For three years, I have been going through one of the darkest journeys of my life. It has been so dark I have wondered if God had left me. Depression, thoughts of suicide, grief and overwhelming sadness plagued me. I watched one of your very first videos when you first started posting. You spoke truthfully about our purpose and calling. I already knew what my calling and purpose was, but I was just so overwhelmed with grief.
There have been times you would say the very thing I needed to hear like, “Until you let go, your purpose will never be fulfilled. Until you surrender everything, God cannot completely use you in your purpose.” I don’t remember your exact words, but I remember the strength I have gained from them. Sometimes the truth hurt. Sometimes the truth made me angry. But it was always on target.
I’m still in the dark valley, but I’m starting to see the mountain top on the horizon. Your words have given me strength to keep pressing forward. I just wanted to say thank you for allowing God to use you. I don’t think I could have kept going.

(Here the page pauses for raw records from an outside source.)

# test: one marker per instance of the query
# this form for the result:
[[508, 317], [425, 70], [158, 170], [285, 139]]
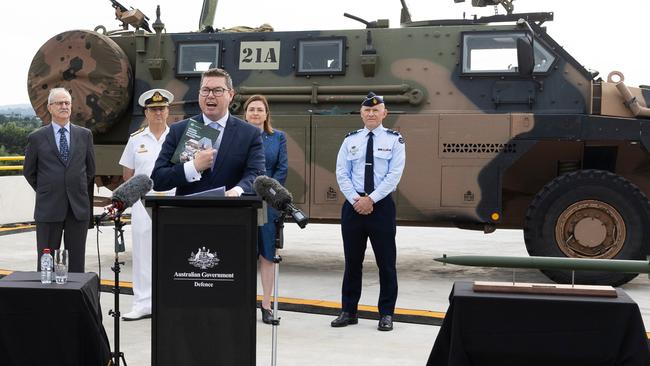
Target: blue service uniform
[[275, 154], [389, 156]]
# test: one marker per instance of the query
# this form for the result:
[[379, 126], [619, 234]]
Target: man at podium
[[233, 160]]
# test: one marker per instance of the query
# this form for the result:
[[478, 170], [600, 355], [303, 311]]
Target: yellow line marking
[[337, 305]]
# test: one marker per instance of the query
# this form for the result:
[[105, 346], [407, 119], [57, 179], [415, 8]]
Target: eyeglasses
[[204, 92], [61, 103]]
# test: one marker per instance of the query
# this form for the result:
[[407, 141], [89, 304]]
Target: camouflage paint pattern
[[93, 68]]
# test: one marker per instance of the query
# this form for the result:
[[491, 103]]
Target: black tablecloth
[[51, 324], [528, 330]]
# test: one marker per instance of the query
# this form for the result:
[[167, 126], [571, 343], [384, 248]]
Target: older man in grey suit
[[60, 166]]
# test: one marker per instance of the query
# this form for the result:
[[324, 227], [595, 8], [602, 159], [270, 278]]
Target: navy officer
[[369, 166]]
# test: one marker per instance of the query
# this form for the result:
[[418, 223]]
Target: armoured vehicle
[[503, 127]]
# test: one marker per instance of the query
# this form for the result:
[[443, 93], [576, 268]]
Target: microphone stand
[[115, 313], [279, 241]]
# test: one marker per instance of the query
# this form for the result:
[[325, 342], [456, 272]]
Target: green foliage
[[13, 138], [14, 130]]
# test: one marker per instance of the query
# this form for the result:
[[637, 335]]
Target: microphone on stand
[[126, 195], [279, 198]]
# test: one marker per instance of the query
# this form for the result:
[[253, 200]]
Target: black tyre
[[588, 214]]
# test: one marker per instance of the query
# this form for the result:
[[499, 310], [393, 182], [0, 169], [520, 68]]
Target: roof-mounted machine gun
[[133, 17], [507, 4]]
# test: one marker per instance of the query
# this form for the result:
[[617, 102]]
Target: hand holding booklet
[[215, 192], [196, 137]]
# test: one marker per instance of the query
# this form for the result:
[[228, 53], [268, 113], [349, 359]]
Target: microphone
[[279, 198], [127, 194]]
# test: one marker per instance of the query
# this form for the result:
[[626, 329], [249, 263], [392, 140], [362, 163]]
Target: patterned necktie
[[64, 150], [368, 177]]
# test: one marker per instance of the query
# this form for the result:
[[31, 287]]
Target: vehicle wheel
[[93, 68], [588, 214]]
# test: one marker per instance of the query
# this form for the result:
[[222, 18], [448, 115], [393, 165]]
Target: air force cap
[[372, 99], [156, 98]]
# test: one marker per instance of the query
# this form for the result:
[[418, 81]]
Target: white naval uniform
[[140, 154]]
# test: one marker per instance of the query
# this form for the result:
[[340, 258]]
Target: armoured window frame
[[541, 50], [342, 46], [179, 56]]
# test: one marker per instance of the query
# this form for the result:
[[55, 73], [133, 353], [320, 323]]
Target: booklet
[[196, 137], [214, 192]]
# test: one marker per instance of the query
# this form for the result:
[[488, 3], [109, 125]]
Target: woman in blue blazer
[[257, 113]]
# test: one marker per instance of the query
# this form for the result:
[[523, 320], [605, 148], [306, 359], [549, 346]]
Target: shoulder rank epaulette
[[352, 133], [137, 132]]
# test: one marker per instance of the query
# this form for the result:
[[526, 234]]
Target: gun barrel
[[578, 264]]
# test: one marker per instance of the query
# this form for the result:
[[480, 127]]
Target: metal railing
[[11, 167]]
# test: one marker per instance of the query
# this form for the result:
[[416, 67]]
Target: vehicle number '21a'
[[259, 55]]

I love watching your videos and listening to you talk about your views on the Word of God. To me, they are always on point every single time. I must admit I’ve watched a few of them over and over again, but the one that had the biggest impact on me is the one about Kingdom Spouse, breaking down the story of Ruth and Boaz courtship.
I have wondered many times why I was hung up on that particular video and why it causes me to want to watch over and over again. I believe it’s because your delivery is spoken not just in a caring and convincing way manner, but also, to me it’s as if I am hearing God speak to me directly concerning how He wants me to let it be known that I have interest for someone and leave it there. Then it’s up to him to decide if he wants to pursue me.
That seems to be a simple and direct way of letting a man know you have interest without placing any pressure on him to reciprocate. Thank you so much for all you do for the kingdom!